A dictatorship is a form of government in which most or all authority of the country is in the hands of a single individual; the leader. While the term has been used several times throughout history, most common usage of the term is in relation to different types of dictatorships that existed in the 20th and 21st centuries. For example, famous dictators include: Adolf Hitler in Nazi Germany, Joseph Stalin in the Soviet Union, Benito Mussolini in Italy, Kim Jung-un in North Korea and Fidel Castro in Cuba. In general, a dictatorship is the opposite of democracy, which is a system of government in which the people hold the power and the ability to choose who represents their government. Essentially, in a democracy the people have the power over the major aspects of government and have the responsibility to elect their leaders. In contrast, a dictatorship is ruled by a single person who generally acts to protect his own position and power over the welfare of the citizens.

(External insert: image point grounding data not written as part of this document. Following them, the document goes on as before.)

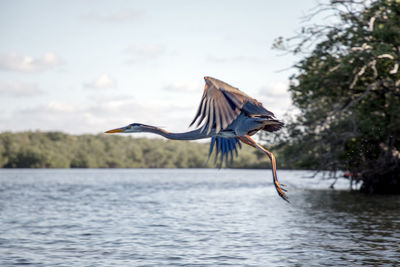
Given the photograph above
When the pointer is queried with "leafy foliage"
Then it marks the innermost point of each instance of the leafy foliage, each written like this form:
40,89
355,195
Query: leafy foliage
60,150
348,91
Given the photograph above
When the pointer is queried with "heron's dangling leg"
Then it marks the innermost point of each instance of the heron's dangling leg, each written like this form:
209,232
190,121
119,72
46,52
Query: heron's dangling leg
281,191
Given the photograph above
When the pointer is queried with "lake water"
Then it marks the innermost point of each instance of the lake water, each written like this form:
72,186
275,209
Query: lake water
192,217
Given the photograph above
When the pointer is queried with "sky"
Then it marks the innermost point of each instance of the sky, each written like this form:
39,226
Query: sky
83,66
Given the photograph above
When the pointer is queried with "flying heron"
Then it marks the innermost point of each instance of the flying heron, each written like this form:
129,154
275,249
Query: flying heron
227,116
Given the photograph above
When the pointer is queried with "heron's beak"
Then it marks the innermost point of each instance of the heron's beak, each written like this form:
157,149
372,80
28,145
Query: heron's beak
118,130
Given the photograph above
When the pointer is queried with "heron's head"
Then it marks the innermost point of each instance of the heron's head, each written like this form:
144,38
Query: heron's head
131,128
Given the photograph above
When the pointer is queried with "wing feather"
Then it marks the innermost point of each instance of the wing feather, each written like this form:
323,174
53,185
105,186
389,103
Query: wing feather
220,105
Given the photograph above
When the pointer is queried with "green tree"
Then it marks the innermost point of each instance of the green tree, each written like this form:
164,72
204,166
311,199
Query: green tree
348,91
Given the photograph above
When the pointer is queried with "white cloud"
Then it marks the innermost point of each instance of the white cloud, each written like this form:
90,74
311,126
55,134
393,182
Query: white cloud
275,97
19,89
184,87
97,116
115,17
140,52
235,59
21,63
103,82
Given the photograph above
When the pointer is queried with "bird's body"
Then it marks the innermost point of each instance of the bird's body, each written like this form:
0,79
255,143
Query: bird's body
227,116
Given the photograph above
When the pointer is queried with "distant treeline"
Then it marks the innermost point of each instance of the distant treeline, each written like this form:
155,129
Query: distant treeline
60,150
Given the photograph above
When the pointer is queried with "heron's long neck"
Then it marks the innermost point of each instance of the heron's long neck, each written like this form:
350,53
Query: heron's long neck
191,135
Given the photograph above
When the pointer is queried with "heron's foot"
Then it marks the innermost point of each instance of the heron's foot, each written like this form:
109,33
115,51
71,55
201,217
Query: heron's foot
280,188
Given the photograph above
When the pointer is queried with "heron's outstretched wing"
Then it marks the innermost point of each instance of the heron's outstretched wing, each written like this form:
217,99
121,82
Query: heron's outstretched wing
220,105
224,148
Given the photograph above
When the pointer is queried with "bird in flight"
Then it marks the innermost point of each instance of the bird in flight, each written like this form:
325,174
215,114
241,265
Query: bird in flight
227,116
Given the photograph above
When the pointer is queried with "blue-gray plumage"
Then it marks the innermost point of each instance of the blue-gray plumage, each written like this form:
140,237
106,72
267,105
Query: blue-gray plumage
227,116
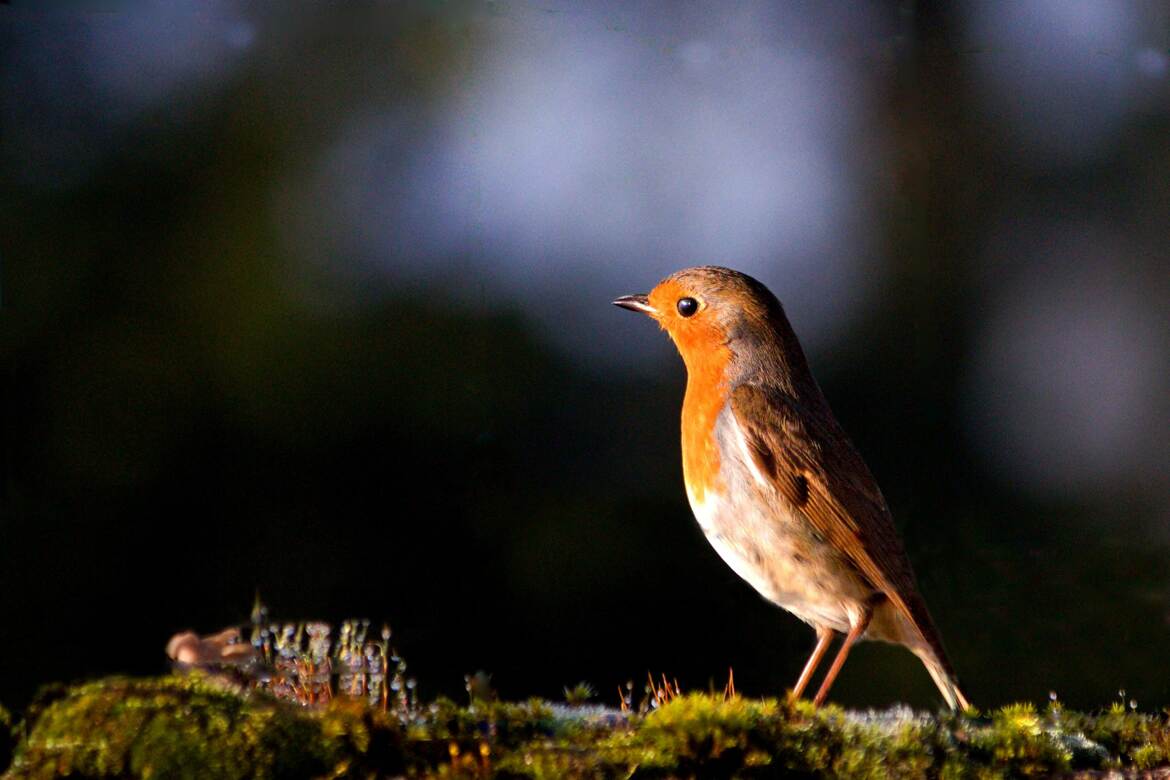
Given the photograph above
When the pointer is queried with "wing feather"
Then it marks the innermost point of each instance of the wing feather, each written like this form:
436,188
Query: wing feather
814,467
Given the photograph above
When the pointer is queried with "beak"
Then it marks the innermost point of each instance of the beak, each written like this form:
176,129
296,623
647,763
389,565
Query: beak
637,303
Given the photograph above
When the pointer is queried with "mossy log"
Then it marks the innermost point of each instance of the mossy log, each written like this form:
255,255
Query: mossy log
200,726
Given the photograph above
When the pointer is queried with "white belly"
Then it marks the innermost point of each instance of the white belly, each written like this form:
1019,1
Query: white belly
768,559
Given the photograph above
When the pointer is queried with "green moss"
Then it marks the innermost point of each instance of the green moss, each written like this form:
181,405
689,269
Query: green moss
197,726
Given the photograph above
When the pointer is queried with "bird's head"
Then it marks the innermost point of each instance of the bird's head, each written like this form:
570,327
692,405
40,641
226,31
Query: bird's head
714,315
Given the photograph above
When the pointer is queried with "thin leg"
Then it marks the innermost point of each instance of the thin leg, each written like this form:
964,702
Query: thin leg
824,639
854,634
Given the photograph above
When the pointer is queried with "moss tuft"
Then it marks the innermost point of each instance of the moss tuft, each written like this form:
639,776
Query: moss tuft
194,725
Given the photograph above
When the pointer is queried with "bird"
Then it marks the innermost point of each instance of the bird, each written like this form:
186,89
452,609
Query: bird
776,485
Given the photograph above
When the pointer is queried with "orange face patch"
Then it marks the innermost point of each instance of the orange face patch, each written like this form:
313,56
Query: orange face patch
703,349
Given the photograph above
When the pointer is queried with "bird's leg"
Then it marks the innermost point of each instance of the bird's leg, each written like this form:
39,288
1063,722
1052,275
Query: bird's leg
824,639
854,634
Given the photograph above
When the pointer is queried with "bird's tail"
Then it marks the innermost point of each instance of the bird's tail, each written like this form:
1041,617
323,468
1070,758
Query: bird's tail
944,678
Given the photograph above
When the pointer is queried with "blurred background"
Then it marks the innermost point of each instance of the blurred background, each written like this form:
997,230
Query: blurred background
317,304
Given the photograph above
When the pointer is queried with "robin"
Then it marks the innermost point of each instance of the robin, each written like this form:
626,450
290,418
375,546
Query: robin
775,483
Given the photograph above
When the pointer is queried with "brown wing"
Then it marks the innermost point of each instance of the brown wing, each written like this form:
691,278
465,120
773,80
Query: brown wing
811,462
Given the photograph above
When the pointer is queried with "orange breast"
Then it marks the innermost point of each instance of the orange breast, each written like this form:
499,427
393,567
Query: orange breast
707,393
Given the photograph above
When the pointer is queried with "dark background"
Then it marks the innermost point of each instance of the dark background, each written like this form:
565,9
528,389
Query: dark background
317,304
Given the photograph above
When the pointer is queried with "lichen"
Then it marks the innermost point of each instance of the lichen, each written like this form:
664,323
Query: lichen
195,725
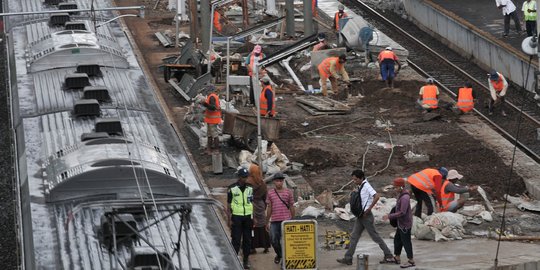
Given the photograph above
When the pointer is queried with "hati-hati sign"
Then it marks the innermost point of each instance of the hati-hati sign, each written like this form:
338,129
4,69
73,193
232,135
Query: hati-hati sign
299,244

This ideological conflict caused the Cold War because it displayed the difference in worldview between the two nations. As such, the United States and the Soviet Union differed greatly in their views of how the world should be organized following the major events of World War II. For their part, the United States feared Soviet expansionism into regions in Europe and around the world. As a result, the United States President at the start of the Cold War, Harry S. Truman, developed a policy in which the country would work to contain the spread of communism. Historians refer to this as the Truman Doctrine.

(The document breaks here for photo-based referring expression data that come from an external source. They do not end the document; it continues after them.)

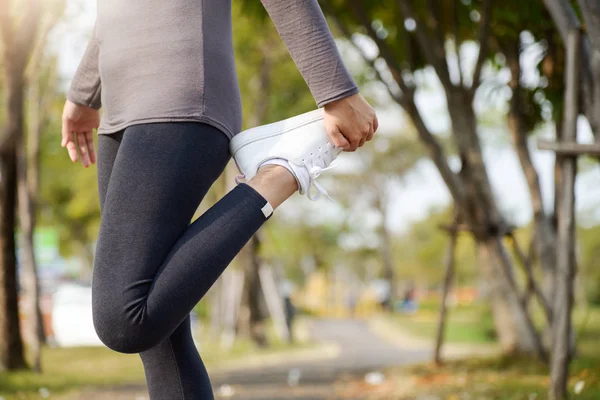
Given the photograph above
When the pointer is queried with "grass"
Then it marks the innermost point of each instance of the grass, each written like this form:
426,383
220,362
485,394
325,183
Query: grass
499,378
465,324
69,370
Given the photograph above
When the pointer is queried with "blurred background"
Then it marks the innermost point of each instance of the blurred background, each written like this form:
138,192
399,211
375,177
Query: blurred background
453,263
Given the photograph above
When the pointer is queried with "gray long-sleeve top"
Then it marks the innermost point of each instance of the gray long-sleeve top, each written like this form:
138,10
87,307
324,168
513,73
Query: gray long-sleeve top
157,61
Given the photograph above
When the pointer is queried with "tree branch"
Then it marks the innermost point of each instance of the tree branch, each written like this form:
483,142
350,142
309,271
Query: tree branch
5,23
436,22
384,50
457,41
590,10
484,28
433,52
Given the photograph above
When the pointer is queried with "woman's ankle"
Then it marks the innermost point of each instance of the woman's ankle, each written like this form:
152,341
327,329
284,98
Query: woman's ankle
275,183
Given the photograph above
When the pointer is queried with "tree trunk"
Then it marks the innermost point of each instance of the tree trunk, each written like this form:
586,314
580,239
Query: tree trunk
386,247
544,231
251,318
510,317
563,299
11,345
439,341
509,325
29,271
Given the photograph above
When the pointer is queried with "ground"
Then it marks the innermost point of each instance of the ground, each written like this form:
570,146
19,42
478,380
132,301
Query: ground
350,359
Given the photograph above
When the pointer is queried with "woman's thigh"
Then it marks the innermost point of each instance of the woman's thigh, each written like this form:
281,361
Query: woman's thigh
160,174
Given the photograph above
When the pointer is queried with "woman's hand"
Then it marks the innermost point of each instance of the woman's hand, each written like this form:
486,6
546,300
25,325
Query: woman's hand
350,122
78,122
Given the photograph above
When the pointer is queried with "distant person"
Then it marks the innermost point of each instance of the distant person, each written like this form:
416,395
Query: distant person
164,74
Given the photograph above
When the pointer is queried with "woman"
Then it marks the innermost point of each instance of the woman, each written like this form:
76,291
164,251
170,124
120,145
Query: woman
163,72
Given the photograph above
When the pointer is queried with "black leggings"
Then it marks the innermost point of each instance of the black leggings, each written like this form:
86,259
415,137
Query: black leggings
151,265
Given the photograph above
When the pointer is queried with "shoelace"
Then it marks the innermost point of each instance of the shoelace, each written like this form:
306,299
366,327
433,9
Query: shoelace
313,173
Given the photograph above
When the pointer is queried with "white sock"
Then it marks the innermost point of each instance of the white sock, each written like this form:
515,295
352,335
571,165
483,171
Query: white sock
300,174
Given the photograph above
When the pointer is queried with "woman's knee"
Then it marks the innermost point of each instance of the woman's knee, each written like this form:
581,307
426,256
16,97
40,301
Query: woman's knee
120,333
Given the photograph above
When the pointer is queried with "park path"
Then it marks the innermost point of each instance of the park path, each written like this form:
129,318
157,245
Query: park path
360,352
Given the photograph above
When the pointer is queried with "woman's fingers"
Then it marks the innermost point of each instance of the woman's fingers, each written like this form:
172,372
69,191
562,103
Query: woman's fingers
71,146
338,138
90,142
83,149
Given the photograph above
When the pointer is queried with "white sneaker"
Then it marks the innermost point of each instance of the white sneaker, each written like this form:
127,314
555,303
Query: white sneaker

As such, the final cause of the Cold War was the American fear of the spread of communism around the world. As stated above, there was a major ideological conflict between the United States and the Soviet Union at the outset of the Cold War. The United States, led by Harry S. Truman feared that communism as an ideology would spread throughout Europe and the rest of the world. For example, after World War II both Greece and Turkey were facing financial crisis. Due to their proximity to Soviet territory and the rise of communism in recent decades it was feared that the two countries might fall into the Soviet sphere of influence and become communist. In a speech in 1947 on the crisis facing both countries Harry S. Truman stated: “I believe that it must be the policy of the United States to support free peoples who are resisting attempted subjugation by armed minorities or by outside pressures. I believe that we must assist free peoples to work out their own destinies in their own way. I believe that our help should be primarily through economic and financial aid, which is essential to economic stability and orderly political processes.” In this passage, Truman is promoting the idea that the United States should financially support the two nation to avoid them turning to communism. This approach by Truman formed the basis of American foreign policy throughout the remainder of the Cold War in the form of containment, which historians refer to as the Truman Doctrine. Essentially, the Truman Doctrine was the idea that the United States should attempt to contain the Soviet sphere of influence and the spread of communism. This foreign policy caused the United States to enter into conflict with the Soviet Union as it attempted to thwart Soviet expansionism in events such as: Berlin Blockade, Korean War, Vietnam War, etc. As such, many historians view this as a cause of the Cold War because it increased tensions between the two superpowers and led to several conflicts between the two superpowers.